Tuesday, July 21, 2009

July 21, 2009

Lots of Second Avenue Subway news today, so let's get started --

Pete Donohue, of the Daily News, has reported that the MTA might need to push back the in-service date for Phase I of the Second Avenue Subway to . . . 2017 !

This would be a 5 year delay, from the 2012 in-service date for Phase I that Peter Kalikow, the MTA Chairman at the time, announced back in 2005.

Here's his article:
"Second Avenue Subway setback: New hurdles will likely push phase one completion from 2015 to 2017"
NY Daily News - 7/21/09

The Times confirmed the report, with this story:
"Subway Line Along Second Ave. Delayed Till 2016"
The New York Times - 7/21/09

And Channel 7 broadcast this video report with the news:
"More Delays for 2nd Avenue Subway" (2:16)
WABC-TV/DT - 7/21/09

Benjamin Kabak went in to more detail with this
posting to his blog earlier today:
"More expensive Phase I of SAS may not open until 2017"
2nd Ave. Sagas - 7/21/09

- - -

According to the article "Senate GOP Killed 2nd Ave. Subway Bill" in the newspaper Our Town today, State Senator José Serrano has reportedly withdrawn Senate Bill S1393, a bill that would have provided for real estate tax abatement's for certain commercial properties effected by the Second Avenue Subway construction project.

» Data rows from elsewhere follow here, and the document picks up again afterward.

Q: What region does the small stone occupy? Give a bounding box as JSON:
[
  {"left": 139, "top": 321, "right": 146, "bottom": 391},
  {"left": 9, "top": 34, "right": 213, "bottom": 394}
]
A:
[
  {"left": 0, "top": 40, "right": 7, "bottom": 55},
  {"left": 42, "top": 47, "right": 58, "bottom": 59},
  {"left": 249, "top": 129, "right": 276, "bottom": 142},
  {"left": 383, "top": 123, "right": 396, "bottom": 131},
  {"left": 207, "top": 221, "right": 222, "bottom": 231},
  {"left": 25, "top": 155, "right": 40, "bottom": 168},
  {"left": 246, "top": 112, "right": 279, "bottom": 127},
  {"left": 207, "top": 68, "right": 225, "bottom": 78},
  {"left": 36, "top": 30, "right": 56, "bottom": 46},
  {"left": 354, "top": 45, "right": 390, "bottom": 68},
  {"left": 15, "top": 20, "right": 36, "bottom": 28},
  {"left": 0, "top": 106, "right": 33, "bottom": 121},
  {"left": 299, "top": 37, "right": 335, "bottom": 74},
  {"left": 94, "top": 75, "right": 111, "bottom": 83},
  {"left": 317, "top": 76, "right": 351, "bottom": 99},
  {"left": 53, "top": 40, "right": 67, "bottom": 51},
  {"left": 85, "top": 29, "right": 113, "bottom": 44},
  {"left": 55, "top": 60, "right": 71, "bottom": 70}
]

The article said, "State Sen. José Serrano, the bill’s sponsor, [said he] yanked the legislation from the calendar during the July 16 session to prevent Republicans for voting the measure down at the recommendation of Mayor Michael Bloomberg."

The corresponding NY State Assembly bill [A3949], which is sponsored by State Assembly Member Micah Kellner, was passed by the Assembly on 6/22/09.

Assembly Member Kellner provided this piece of commentary on his web site, "So Where Does the Mayor Stand on 2nd Avenue Relief?," on 7/17/09.

- - -

And finally, here's a copy of a very interesting pair of comments (from the same writer) that was left on the blog (under the posting "June 29-20, 2009") earlier today. The writer says that she/he is a former resident of 301 East 92nd Street - the building that the Department of Buildings (DOB) ordered evacuated on 6/29/09 because it is in danger of collapse.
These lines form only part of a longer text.